Selasa, 05 Februari 2013

and Life must Go-On

selamat siang,

sudah lama sekali aku tidak menulis blog. yah,, rasanya hampir bertahun-tahun. rasa kebosanan yang teramat sangat telah menggerogoti pikiranku saat ini. kehidupan ini. yah, sekali lagi... ini tentang kehidupan. tentang yang aku rasakan saat ini, pernahkah terbesit dari pikiran kalian, mau jadi apa gue yang sekarang ini?

sepertinya sudah terlambat. ya, sangat terlambat. seharusnya tujuan hidup sudah terarahkan sejak aku duduk di bangku kelas 9. namun, sekali lagi apa daya, toh aku jalani saja alur hidupku sampai sekarang. aku yang sama sekali tidak menginginkan masuk sekolah teknik, dan aku yang sama sekali tidak menginginkan bekerja setelah tamat sekolah, dan aku yang... hmmm... lupakan.

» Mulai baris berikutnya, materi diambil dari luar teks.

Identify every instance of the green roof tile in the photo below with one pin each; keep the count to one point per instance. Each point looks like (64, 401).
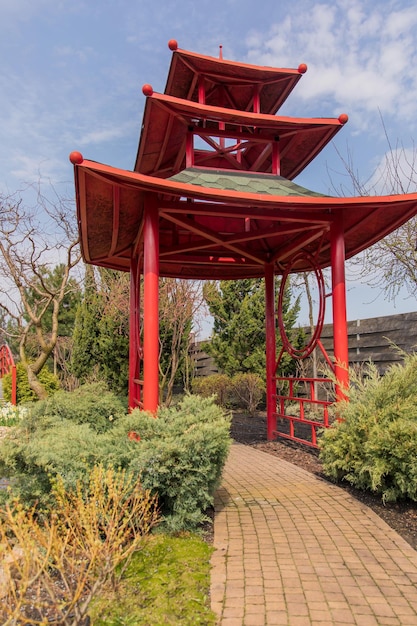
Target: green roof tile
(244, 182)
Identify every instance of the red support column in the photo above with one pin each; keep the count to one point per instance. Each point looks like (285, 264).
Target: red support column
(150, 303)
(271, 419)
(340, 335)
(134, 335)
(14, 385)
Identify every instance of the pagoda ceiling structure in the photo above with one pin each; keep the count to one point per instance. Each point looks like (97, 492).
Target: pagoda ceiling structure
(211, 196)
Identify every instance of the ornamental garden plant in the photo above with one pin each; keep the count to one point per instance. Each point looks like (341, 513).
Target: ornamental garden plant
(375, 446)
(178, 456)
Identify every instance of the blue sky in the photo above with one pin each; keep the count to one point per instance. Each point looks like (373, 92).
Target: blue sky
(71, 74)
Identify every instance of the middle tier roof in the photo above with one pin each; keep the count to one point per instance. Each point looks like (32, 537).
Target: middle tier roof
(168, 120)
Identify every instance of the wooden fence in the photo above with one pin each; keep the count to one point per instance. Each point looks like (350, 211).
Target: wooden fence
(369, 339)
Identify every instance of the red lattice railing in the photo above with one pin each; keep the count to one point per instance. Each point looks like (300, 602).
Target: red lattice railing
(301, 410)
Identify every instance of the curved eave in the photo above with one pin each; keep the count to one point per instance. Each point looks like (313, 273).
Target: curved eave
(166, 120)
(204, 232)
(230, 81)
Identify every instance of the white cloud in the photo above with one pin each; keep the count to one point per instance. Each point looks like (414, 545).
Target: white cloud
(361, 56)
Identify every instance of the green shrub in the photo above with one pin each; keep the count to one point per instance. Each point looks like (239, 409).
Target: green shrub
(179, 455)
(375, 447)
(91, 404)
(217, 385)
(248, 390)
(23, 392)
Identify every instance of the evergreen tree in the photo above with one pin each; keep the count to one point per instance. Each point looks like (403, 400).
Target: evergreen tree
(238, 342)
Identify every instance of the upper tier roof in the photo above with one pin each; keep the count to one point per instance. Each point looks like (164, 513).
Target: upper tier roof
(229, 84)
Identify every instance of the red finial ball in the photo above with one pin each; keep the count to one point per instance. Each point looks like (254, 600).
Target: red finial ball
(147, 90)
(76, 158)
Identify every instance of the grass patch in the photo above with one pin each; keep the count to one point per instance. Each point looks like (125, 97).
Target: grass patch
(166, 582)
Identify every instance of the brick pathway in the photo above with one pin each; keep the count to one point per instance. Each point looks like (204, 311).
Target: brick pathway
(296, 550)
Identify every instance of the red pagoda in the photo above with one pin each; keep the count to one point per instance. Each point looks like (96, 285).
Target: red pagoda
(211, 197)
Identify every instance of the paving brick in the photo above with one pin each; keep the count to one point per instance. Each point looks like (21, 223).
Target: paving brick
(293, 549)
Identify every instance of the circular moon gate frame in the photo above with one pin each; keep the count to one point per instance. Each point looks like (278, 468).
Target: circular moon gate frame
(302, 353)
(302, 427)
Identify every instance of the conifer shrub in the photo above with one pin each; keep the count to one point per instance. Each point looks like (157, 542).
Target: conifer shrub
(375, 447)
(217, 385)
(248, 391)
(24, 393)
(91, 404)
(178, 455)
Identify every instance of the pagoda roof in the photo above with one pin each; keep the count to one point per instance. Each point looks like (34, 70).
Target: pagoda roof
(167, 119)
(228, 83)
(221, 225)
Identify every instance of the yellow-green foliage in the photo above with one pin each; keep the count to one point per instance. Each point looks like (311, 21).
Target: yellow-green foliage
(54, 565)
(24, 393)
(375, 447)
(179, 455)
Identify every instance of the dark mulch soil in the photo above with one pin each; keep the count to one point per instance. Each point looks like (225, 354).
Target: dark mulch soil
(401, 516)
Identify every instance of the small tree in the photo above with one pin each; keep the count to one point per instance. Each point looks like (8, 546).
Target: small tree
(239, 337)
(32, 293)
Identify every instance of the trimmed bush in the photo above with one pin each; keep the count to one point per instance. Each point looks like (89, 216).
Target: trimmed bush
(91, 404)
(179, 455)
(248, 390)
(375, 447)
(23, 392)
(217, 385)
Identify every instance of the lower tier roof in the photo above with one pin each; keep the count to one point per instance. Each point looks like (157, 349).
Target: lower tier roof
(223, 224)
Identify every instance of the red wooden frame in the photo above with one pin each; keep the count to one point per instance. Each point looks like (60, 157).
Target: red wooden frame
(164, 220)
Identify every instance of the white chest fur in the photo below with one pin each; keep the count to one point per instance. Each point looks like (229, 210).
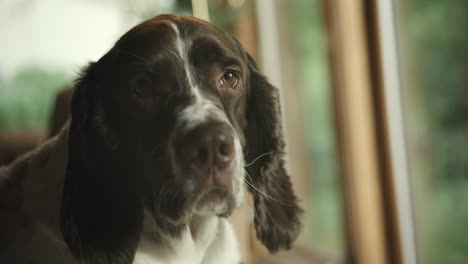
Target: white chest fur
(208, 241)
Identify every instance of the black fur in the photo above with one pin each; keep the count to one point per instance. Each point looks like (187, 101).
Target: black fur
(101, 207)
(277, 220)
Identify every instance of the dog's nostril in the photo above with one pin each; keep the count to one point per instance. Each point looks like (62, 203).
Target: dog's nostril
(201, 155)
(209, 146)
(226, 149)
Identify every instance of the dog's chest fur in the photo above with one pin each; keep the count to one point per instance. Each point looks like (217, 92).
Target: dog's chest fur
(208, 240)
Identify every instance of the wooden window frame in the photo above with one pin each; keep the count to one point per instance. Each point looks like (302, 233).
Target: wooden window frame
(369, 127)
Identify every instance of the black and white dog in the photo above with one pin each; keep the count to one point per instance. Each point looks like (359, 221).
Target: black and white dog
(154, 158)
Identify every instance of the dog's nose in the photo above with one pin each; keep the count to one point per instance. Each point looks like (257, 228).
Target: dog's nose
(209, 146)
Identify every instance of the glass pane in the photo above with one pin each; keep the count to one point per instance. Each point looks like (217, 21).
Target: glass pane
(434, 55)
(309, 108)
(308, 116)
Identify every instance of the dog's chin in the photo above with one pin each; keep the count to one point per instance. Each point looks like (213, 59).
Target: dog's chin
(215, 202)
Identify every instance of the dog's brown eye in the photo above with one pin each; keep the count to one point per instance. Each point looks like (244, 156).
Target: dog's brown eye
(229, 79)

yah, rasanya senang sekali jika aku kembali ke masa lalu. walaupun aku tahu tak pernah akan bisa kembali lagi ke sana. masa lalu adalah masa dimana pikiran ini hanya dipenuhi dengan apa yang akan kulakukan besok, seperti PR, bermain, belajar bersama teman-teman, tidak pernah terpikirkan mau makan apa besok, atau hal-hal dewasa lainnya, oohh.. sungguh indah sekali.

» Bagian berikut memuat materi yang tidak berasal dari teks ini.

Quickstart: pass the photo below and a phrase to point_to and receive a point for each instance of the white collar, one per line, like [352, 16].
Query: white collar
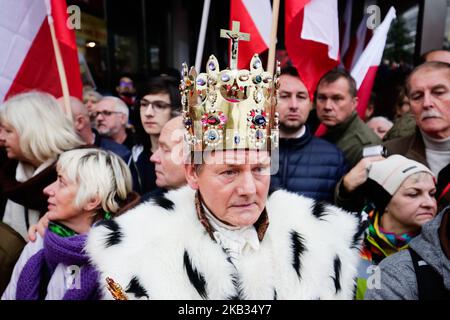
[234, 240]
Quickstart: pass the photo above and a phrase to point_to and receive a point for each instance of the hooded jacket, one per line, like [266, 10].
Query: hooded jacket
[397, 279]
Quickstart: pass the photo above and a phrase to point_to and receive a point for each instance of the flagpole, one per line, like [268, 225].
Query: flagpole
[273, 37]
[201, 37]
[59, 62]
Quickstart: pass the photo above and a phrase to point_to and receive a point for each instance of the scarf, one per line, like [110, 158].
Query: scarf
[378, 243]
[57, 249]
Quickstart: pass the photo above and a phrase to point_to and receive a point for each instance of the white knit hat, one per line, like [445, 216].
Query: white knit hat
[391, 172]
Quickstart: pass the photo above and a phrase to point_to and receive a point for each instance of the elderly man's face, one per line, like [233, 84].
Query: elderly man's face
[334, 102]
[108, 120]
[430, 101]
[235, 189]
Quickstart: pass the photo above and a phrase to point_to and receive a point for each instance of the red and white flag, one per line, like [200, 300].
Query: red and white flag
[255, 17]
[359, 41]
[366, 68]
[312, 38]
[346, 26]
[27, 58]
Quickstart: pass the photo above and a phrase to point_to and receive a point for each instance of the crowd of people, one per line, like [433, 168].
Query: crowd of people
[108, 203]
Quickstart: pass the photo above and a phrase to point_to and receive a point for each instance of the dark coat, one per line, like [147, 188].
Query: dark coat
[309, 166]
[11, 246]
[29, 193]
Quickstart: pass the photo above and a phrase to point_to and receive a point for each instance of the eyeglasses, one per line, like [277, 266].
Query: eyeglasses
[157, 106]
[105, 113]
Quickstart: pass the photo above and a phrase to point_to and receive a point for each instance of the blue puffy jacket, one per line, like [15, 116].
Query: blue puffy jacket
[309, 166]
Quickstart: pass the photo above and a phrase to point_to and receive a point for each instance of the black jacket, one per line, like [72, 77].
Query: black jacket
[309, 166]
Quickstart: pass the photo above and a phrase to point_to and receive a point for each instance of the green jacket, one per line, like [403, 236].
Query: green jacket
[351, 137]
[403, 127]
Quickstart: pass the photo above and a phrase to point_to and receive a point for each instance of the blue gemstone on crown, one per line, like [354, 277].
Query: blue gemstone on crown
[212, 135]
[259, 120]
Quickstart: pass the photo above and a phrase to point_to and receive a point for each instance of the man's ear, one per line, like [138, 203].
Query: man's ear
[124, 119]
[191, 176]
[355, 102]
[92, 204]
[79, 122]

rasanya, aku perlu banyak menyesali kenapa aku tidak pernah bisa mnikmati keadaan yang sudah aku terima sampai sekarang. aku terkesan introvert. padahal aku tahu, banyak orang yang melihatku, mendukungku, mendorongku dari belakang, namun aku selalu merasa kesepian dan sendirian... seakan tak ada yang mau memperhatikanku.

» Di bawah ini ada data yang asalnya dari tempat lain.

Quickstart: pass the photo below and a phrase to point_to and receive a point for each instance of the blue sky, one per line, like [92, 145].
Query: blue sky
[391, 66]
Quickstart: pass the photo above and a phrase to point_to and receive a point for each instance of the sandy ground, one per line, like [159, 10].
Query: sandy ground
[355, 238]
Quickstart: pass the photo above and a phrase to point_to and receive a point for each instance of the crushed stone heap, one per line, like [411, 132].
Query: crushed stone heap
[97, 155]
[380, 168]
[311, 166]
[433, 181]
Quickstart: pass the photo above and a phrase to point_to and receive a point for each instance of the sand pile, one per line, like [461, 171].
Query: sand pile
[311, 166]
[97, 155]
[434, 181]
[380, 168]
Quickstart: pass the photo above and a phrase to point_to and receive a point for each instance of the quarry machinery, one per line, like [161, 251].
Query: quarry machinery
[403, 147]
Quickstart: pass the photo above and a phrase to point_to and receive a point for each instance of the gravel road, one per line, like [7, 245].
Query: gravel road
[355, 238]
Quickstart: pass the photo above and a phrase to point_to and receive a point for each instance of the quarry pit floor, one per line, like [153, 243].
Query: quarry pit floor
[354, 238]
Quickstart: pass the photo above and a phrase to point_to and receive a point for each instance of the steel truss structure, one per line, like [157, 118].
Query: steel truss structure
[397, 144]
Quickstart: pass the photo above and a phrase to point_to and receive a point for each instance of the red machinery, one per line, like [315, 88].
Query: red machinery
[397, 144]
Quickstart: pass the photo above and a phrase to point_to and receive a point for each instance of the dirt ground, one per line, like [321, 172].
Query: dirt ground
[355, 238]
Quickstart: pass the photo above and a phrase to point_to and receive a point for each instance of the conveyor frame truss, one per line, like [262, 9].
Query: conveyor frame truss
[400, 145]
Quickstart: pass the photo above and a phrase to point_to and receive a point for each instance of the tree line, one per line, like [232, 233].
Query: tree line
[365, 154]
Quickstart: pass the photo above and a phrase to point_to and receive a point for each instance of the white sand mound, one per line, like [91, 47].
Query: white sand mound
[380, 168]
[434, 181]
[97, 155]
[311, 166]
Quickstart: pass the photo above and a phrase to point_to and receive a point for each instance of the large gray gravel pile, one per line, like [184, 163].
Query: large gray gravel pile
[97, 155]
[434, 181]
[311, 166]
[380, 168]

aku teringat sewaktu aku duduk di kursi menengah pertama. aku punya teman, Rendi namanya. entah apa yang dia lakukan sekarang, mungkin tidak seburuk apa yang telah aku lakukan sekarang. dulu, aku bertemu dengannya saat pulang bersama teman-teman sekolah dasarku. kebetulan dia searah, maka aku, dia, dan teman-temanku pulang bersama. aku pun naik kelas 8. semua teman-temanku memisahkan diri. ada yang masuk pagi, ada juga yang masuk siang. kebetulan sekali aku dan Rendi sama-sama masuk siang. entah karena apa.. kami jadi menjadi dekat. seperti sahabat. kami pulang bersama, jalan bersama, saling menunggu jika salah satu dari kami keluar kelas duluan. sampai teman-teman kami yang lain pun heran kenapa kami bisa menjadi begitu akrab. aku jadi teringat saat kami yang sepakat untuk menyisihkan uang jajan kita yang sedikit, untuk makan semangkuk bakso rudal di pinggir stasiun kereta api. kami makan bersama dan pulang rela jalan kaki sampai rumah karena uang kami yang habis untuk makan bakso. hahaha..




di kelas 9, dia pun pernah menanyakan sesuatu kepadaku. "Hey, setelah ini.. kau mau kemana?" sejenak kupikirkan, "Eh? Rencanaku sih masuk sekolah yang sama denganmu. Dan kawan-kawan kita yang lain."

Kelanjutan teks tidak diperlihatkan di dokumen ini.